Paul
Goble
Staunton, June 28 – The pandemic and
associated economic crisis have exacerbated widespread anger among Russians
that they live in poverty despite the enormous natural wealth of their country
and its sale earlier abroad for more than six trillion US dollars. Had even a
small part of that money gone to the people, there wouldn’t be 18.5 million
poor in Russia.
The Krizis-Kopilka portal,
which carries stories about the pandemic and the economic crisis today presents
a series of comments by ordinary Russians and by Moscow observers that
underscore the growing sense that the situation in Putin’s Russia is unjust and
unsustainable (krizis-kopilka.ru/archives/77671).
It sums up its findings with the
following questions: “Why in one of the countries with the largest natural
resources in the world do so many live in poverty? Why do developed countries
in which there is no oil or gas live many times better than us according to the
majority of indicators?”
“Perhaps,” Krizis-Kopilka
says, “this is because in developed countries, there exists political
competition, regular changeover in the powers and honest elections which do not
allow one ineffective individual (and his friends from the Ozero cooperative)

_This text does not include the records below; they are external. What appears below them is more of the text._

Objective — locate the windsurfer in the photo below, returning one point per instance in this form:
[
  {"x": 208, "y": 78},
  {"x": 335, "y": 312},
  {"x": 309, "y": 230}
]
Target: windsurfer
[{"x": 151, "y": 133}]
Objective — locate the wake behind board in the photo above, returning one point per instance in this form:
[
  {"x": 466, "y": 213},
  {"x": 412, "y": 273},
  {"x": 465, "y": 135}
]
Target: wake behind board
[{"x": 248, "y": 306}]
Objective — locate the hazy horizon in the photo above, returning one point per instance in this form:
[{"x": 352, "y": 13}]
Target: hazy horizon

to usurp power for 20 years.”
Over the two decades Putin has been
in power, the share of convinced patriots in Russia has fallen by almost half,
from 84 percent to 46 percent; and it quotes Andrey Kolesnikov’s observation
that the Putin era cannot show “a single achievement … All achievements are in the
past.” And he has not given Russians anything to be proud of since he came to
power.
And it also cites the conclusion of
Lev Gudkov that “general concern, dissatisfaction, fear and anger have
intensified. And this has led to a heightened assessment of the probability of
mass protest,” and more immediately, it has pushed up the share of Russians who
think the country is headed in the wrong direction to more than half.